According to the Agriculture Ministry Permanent Secretary Pius Kasajja, the team was made up of senior fisheries inspectors, senior laboratory officers and laboratory officers that were dispatched by the directorate of fisheries resources on January 5 and 9.

They picked samples from Kasenyi landing site and surrounding areas, Gguda landing site (greenfields), Bugonga landing site and Kigungu landing site and Wagagi Flower Farm and Lido Beach.

An official statement indicates that preliminary results from testing water and fish samples have been taken to three labs, namely: Directorate of Government Analytical Laboratory (DGAL), for toxicology; National Fisheries Resources Research Institute Laboratory, for Algae analysis; and National Animal Disease Diagnostics and Epidemiology Centre (NADDEC), for pesticide residue analysis.

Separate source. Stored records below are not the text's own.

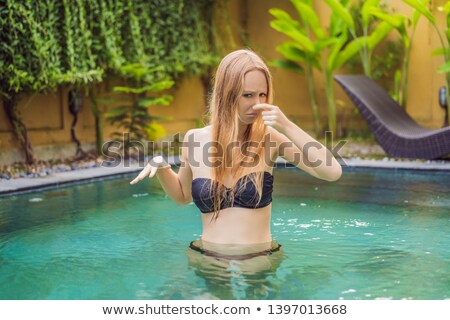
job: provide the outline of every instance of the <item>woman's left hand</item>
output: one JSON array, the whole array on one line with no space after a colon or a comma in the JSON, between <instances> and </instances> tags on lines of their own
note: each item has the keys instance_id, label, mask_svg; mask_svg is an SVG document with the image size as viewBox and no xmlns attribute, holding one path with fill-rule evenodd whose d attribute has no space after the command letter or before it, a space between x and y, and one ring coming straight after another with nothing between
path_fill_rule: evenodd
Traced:
<instances>
[{"instance_id":1,"label":"woman's left hand","mask_svg":"<svg viewBox=\"0 0 450 320\"><path fill-rule=\"evenodd\" d=\"M284 130L290 123L289 119L277 106L267 103L259 103L253 106L253 110L262 111L261 115L264 124L275 128L281 133L284 132Z\"/></svg>"}]
</instances>

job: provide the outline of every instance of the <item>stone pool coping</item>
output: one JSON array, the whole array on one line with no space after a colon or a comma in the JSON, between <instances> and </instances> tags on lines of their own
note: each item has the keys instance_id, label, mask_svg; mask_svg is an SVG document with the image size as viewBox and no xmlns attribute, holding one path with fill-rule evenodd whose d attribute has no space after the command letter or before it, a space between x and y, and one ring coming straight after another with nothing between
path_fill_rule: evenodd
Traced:
<instances>
[{"instance_id":1,"label":"stone pool coping","mask_svg":"<svg viewBox=\"0 0 450 320\"><path fill-rule=\"evenodd\" d=\"M169 158L169 163L177 164L179 159ZM385 158L383 160L368 160L359 158L339 159L344 168L370 168L370 169L394 169L394 170L427 170L442 171L450 174L450 161L409 161ZM277 159L277 166L284 166L286 161ZM31 192L37 189L58 187L68 183L96 180L98 178L123 176L133 172L139 172L142 167L139 163L123 164L116 167L94 167L78 169L74 171L53 173L44 177L20 178L0 180L0 195Z\"/></svg>"}]
</instances>

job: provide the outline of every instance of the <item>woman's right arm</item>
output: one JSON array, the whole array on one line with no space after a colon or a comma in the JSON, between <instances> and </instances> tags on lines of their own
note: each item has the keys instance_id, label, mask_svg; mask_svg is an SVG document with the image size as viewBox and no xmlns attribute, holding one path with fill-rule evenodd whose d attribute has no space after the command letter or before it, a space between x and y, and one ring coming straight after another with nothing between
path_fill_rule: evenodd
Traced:
<instances>
[{"instance_id":1,"label":"woman's right arm","mask_svg":"<svg viewBox=\"0 0 450 320\"><path fill-rule=\"evenodd\" d=\"M190 131L185 135L185 142L188 139ZM186 143L183 144L186 146ZM161 186L167 195L178 204L186 204L192 201L192 170L189 166L188 148L181 149L181 166L178 173L175 173L170 165L166 163L161 156L157 156L149 161L139 175L130 182L135 184L145 177L159 179Z\"/></svg>"}]
</instances>

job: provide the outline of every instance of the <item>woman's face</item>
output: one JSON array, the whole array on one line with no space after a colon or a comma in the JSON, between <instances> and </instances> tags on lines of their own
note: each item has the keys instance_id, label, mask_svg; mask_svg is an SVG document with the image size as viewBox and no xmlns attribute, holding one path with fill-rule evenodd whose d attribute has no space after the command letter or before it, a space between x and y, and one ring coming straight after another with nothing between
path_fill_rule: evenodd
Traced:
<instances>
[{"instance_id":1,"label":"woman's face","mask_svg":"<svg viewBox=\"0 0 450 320\"><path fill-rule=\"evenodd\" d=\"M259 112L253 110L258 103L267 103L267 80L260 70L252 70L244 76L244 91L238 101L238 117L241 124L251 124Z\"/></svg>"}]
</instances>

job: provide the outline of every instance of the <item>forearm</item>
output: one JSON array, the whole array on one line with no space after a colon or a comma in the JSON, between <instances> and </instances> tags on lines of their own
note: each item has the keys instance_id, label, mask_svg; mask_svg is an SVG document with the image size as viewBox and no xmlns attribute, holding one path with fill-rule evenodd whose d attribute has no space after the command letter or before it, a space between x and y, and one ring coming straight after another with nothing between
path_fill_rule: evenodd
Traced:
<instances>
[{"instance_id":1,"label":"forearm","mask_svg":"<svg viewBox=\"0 0 450 320\"><path fill-rule=\"evenodd\" d=\"M161 183L162 188L166 194L172 198L178 204L186 204L190 200L190 196L186 196L183 193L178 174L175 173L170 166L167 168L159 169L156 172L156 177Z\"/></svg>"},{"instance_id":2,"label":"forearm","mask_svg":"<svg viewBox=\"0 0 450 320\"><path fill-rule=\"evenodd\" d=\"M341 165L331 151L319 141L291 121L285 127L284 134L300 149L301 154L296 158L312 169L311 174L327 181L335 181L340 178Z\"/></svg>"}]
</instances>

According to preliminary conclusions, there was no fish poisoning. “As we await the comprehensive laboratory findings report due on Monday, January 11th, 2020, preliminary investigations have ruled out fish poisoning. As only the Nile Perch species have been affected by this phenomenon,” reads an official statement.

A spokesperson of the agriculture ministry told me they had not got all the final results.

Officials suspect that the recent storms on the lakes caused mixing of the different waters thereby reducing the oxygen levels in the lake due to stratification.

The public has been urged to disregard the audio circulating on social media calling upon people to stop eating fish as the fish from the regular catches can easily be distinguished from the floating dead fish.

“The fishing community and general public along the lake shores are however advised to pick the dead fish and bury it to reduce the stench,” ends the statement.